# Isotherm processing

This notebook will process isotherms selected previously to generate KPI values for each one. To run this notebook the root directory must be the main folder.

In [1]:
import json
import pathlib
import pickle
from collections import Counter

from tqdm import tqdm
import matplotlib.pyplot as plt
import numpy as np
import pandas as pd
from scipy import stats

import pygaps

In [28]:
# Database location
db_path = pathlib.Path.cwd() / "data" / "iso.db"

# Get all isotherms
isotherms = pygaps.db_get_isotherms(db_path, {})

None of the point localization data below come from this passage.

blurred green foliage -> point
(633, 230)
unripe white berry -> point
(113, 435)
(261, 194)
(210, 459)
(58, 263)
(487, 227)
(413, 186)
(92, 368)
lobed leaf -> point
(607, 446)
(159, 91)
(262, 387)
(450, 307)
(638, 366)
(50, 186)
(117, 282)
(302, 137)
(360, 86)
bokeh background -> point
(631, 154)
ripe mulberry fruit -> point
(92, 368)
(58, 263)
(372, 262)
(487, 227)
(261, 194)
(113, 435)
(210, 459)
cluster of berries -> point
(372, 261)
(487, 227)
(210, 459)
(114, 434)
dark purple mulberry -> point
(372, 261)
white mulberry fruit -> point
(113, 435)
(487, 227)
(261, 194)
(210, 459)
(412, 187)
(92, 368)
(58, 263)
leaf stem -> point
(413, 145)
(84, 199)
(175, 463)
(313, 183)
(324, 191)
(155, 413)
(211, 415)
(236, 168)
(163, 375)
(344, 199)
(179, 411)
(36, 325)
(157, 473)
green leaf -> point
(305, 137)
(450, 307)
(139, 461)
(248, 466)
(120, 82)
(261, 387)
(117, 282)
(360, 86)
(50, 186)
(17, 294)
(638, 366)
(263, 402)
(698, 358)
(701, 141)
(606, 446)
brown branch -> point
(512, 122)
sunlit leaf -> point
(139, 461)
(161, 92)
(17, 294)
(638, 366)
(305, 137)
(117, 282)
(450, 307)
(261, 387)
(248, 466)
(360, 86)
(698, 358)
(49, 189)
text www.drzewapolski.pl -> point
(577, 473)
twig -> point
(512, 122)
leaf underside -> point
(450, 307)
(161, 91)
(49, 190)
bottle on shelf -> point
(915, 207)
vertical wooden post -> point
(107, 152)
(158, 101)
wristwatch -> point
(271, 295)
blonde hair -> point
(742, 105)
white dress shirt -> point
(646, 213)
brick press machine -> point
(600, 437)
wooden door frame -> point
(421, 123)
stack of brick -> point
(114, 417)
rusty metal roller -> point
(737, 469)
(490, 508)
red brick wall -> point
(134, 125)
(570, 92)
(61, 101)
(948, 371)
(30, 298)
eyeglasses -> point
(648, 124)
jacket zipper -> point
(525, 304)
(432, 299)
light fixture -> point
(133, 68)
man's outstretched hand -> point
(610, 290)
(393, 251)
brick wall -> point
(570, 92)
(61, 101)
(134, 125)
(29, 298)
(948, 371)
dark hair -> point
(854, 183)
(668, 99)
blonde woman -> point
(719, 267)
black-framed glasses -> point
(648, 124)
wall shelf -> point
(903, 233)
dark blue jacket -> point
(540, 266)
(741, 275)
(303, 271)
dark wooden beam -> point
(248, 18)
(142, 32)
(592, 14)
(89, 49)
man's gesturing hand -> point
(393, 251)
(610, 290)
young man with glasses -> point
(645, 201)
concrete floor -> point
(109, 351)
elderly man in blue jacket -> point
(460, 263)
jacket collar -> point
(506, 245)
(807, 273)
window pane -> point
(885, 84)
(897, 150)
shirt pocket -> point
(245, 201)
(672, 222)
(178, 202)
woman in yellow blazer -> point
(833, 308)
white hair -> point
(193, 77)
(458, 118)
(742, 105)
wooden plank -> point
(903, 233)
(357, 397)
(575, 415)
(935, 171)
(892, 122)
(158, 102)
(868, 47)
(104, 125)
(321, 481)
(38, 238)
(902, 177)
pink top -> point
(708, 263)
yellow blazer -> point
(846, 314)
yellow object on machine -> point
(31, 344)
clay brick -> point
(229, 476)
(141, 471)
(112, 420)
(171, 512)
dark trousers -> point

print(f'Loaded {len(isotherms)} isotherms.')

Selected20913isotherms
Loaded 20913 isotherms.


Load isotherms from JSON files.

In [3]:
iso_path = r"./data/isotherms"
paths = pygaps.util_get_file_paths(iso_path, '.json')
isotherms = [pygaps.isotherm_from_jsonf(path) for path in paths]
print("Selected isotherms:", len(isotherms))

Selected isotherms: 5755


Compute uptake values on pre-determined pressures. Do not extrapolate above maximum range. If any value below minimum range, use Henry constant to compute loading.

In [30]:
no_loading_possible = []
model_possible = []

for iso in tqdm(isotherms):

    iso.uptake = {}

    prange = np.arange(0.5, 20.5, 0.5)
    minp = min(iso.pressure(branch='ads'))
    maxp = max(iso.pressure(branch='ads'))
    model = [a for a in prange if a < minp]
    direct = [a for a in prange if minp < a < maxp]

    try:
        for p in direct:
            iso.uptake[p] = np.asscalar(iso.loading_at(p))
    except Exception:
        no_loading_possible.append(iso)
        continue
    # Take the data between 0 and x from the henry model
    if model:
        for p in model:
            iso.uptake[p] = iso.henry_k * p
        model_possible.append(iso)

    iso.uptake[0] = 0.  # we automatically include 0

  app.launch_new_instance()
100%|██████████| 20913/20913 [01:53<00:00, 183.56it/s]


In [31]:
simple_dict = {}

for iso in tqdm(isotherms):

    addition = {
        'mat' : iso.material,
        'ads' : str(iso.adsorbate),
        't' : iso.temperature,
        'type' : iso.iso_type,
        'kH' : np.log(iso.henry_k),
    }
    for p in np.arange(0.5, 20.5, 0.5):

        addition[p] = iso.uptake.get(p, None)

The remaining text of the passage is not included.